[PATCH ipset nf-next] netfilter: ipset: add resched points during set listing

[PATCH ipset nf-next] netfilter: ipset: add resched points during set listing

[Florian Westphal]

When sets are extremely large we can get softlockup during ipset -L.
We could fix this by adding cond_resched_rcu() at the right location
during iteration, but this only works if RCU nesting depth is 1.

At this time entire variant->list() is called under under rcu_read_lock_bh.
This used to be a read_lock_bh() but as rcu doesn't really lock anything,
it does not appear to be needed, so remove it (ipset increments set
reference count before this, so a set deletion should not be possible).

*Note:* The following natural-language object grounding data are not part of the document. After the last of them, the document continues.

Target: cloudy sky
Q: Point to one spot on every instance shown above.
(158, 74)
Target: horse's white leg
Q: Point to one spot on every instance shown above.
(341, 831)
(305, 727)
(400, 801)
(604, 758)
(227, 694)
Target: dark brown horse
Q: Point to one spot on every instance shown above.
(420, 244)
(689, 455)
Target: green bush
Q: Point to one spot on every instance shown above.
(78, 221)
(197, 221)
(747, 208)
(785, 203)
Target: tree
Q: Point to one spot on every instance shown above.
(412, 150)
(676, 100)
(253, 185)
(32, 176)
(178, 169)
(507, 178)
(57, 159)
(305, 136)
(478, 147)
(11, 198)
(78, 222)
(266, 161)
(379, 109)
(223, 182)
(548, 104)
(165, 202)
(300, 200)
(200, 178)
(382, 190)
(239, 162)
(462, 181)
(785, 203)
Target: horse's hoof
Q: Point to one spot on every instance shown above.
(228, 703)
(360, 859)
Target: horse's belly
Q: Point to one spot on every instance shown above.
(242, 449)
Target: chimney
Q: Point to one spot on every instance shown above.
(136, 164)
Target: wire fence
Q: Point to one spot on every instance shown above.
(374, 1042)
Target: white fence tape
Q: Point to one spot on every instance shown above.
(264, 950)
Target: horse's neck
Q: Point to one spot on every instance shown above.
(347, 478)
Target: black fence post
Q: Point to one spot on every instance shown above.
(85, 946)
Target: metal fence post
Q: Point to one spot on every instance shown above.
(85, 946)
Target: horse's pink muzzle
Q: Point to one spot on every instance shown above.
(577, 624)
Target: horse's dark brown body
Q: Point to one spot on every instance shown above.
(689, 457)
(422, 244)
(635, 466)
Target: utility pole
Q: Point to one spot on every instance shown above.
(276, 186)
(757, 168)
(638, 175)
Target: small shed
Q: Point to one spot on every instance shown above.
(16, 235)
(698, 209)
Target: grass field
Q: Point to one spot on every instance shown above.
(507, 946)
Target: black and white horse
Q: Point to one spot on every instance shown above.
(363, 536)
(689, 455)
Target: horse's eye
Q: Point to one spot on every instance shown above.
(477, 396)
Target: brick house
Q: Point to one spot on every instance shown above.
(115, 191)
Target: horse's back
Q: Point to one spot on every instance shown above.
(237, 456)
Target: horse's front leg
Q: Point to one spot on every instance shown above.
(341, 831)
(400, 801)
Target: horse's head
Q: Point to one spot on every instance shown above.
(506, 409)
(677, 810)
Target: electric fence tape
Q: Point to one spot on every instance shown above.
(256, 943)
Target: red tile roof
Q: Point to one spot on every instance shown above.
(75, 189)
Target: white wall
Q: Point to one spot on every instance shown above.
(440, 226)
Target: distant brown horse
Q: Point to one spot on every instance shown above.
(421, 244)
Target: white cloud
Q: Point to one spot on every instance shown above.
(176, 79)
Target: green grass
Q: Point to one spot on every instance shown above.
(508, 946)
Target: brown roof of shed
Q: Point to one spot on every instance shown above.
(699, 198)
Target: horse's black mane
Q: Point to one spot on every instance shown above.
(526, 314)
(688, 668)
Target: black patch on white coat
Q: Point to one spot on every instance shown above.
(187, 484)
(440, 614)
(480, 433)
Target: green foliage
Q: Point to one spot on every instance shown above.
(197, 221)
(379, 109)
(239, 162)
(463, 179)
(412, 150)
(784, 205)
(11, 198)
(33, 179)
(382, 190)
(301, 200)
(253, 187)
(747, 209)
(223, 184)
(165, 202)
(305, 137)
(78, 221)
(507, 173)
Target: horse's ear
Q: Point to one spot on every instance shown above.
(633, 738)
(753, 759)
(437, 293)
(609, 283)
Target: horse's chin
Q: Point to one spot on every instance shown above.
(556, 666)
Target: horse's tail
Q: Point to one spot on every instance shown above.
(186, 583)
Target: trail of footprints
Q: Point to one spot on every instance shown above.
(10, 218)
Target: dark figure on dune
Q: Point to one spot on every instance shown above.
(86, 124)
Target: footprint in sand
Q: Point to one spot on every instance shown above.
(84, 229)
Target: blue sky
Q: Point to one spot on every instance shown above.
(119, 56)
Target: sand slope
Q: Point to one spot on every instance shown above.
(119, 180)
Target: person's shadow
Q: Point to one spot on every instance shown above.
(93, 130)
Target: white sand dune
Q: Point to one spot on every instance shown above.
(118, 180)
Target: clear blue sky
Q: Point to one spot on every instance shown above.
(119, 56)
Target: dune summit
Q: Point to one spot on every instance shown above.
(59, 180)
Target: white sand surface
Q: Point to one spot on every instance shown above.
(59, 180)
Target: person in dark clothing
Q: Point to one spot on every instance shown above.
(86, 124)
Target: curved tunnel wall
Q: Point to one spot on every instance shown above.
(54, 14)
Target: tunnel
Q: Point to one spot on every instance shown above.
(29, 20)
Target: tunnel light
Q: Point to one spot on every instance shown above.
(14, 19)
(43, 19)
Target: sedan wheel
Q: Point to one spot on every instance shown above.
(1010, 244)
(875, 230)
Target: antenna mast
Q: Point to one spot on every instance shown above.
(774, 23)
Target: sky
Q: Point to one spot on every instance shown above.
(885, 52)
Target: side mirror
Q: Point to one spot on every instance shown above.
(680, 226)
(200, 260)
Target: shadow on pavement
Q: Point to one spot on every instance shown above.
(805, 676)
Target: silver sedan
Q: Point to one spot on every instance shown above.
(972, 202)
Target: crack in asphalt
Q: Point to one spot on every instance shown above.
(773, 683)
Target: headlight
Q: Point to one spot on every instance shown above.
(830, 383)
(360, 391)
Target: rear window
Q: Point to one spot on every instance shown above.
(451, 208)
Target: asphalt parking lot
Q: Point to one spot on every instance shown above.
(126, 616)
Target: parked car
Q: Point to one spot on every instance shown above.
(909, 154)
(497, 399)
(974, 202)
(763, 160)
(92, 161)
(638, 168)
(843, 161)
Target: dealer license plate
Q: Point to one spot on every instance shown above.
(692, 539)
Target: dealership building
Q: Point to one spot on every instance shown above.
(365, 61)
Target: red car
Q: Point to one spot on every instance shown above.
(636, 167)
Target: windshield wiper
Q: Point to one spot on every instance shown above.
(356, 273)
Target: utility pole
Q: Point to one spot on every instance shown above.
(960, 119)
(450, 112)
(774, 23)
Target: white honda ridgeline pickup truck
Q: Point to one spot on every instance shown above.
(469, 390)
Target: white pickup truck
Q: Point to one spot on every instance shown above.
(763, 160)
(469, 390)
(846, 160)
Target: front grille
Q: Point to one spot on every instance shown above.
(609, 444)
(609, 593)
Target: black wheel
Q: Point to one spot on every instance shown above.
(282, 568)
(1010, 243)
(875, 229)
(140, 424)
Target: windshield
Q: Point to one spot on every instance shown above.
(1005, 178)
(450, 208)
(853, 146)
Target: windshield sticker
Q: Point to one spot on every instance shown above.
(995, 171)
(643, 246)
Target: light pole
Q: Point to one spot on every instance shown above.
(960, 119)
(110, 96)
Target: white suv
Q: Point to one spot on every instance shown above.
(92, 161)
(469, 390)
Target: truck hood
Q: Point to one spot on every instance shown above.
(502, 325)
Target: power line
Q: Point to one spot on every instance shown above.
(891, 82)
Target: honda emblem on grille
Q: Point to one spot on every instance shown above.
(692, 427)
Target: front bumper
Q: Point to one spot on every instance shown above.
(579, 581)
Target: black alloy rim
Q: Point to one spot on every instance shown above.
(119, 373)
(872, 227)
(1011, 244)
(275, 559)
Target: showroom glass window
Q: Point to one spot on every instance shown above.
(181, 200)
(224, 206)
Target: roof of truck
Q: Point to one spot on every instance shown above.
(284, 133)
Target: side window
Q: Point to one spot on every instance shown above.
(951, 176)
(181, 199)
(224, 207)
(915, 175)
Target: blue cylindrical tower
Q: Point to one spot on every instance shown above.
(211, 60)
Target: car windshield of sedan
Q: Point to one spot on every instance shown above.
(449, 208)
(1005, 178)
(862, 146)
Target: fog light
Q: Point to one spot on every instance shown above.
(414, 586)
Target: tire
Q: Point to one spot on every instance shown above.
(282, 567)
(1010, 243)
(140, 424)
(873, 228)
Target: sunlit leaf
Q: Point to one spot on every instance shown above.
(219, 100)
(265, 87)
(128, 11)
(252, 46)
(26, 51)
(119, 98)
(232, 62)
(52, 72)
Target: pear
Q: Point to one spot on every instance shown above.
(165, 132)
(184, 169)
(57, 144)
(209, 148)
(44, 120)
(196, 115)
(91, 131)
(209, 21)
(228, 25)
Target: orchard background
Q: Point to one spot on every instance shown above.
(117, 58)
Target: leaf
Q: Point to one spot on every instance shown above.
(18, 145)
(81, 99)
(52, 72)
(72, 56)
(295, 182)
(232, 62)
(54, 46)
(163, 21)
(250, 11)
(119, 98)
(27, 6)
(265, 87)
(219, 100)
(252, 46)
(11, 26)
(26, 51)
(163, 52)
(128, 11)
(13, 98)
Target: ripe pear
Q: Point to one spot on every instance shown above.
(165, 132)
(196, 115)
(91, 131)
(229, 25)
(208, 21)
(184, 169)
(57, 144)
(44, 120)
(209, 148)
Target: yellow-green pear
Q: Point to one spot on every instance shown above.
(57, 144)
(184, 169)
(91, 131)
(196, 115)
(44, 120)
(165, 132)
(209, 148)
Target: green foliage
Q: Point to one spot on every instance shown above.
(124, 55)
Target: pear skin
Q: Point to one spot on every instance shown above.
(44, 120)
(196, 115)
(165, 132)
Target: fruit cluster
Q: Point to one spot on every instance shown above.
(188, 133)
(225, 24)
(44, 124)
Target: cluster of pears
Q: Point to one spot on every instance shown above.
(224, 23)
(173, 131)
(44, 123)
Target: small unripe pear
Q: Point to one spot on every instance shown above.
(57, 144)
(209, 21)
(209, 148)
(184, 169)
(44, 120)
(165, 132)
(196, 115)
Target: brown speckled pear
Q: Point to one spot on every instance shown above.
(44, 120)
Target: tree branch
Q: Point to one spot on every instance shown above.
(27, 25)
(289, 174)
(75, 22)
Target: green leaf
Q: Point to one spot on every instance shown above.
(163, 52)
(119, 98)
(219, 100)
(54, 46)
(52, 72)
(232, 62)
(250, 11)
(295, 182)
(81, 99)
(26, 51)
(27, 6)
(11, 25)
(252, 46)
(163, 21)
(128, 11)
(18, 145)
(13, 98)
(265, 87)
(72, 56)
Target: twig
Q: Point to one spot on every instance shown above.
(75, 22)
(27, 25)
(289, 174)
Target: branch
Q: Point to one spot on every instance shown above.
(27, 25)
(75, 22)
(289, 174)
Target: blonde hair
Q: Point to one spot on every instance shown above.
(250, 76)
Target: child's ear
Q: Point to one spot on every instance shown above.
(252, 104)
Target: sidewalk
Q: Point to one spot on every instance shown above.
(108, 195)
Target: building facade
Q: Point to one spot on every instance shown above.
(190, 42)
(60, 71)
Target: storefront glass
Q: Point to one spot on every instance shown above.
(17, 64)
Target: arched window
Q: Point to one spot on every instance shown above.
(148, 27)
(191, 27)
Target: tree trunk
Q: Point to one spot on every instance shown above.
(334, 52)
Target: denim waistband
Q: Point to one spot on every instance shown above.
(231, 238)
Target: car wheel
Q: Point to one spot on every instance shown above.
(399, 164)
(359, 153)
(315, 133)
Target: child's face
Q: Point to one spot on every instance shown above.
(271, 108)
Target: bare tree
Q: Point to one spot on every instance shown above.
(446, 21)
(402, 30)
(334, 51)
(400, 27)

Reported-by: Li Shuang <shuali@redhat.com>
Signed-off-by: Florian Westphal <fw@strlen.de>
---
 net/netfilter/ipset/ip_set_bitmap_gen.h | 1 +
 net/netfilter/ipset/ip_set_core.c       | 2 --
 net/netfilter/ipset/ip_set_hash_gen.h   | 1 +
 3 files changed, 2 insertions(+), 2 deletions(-)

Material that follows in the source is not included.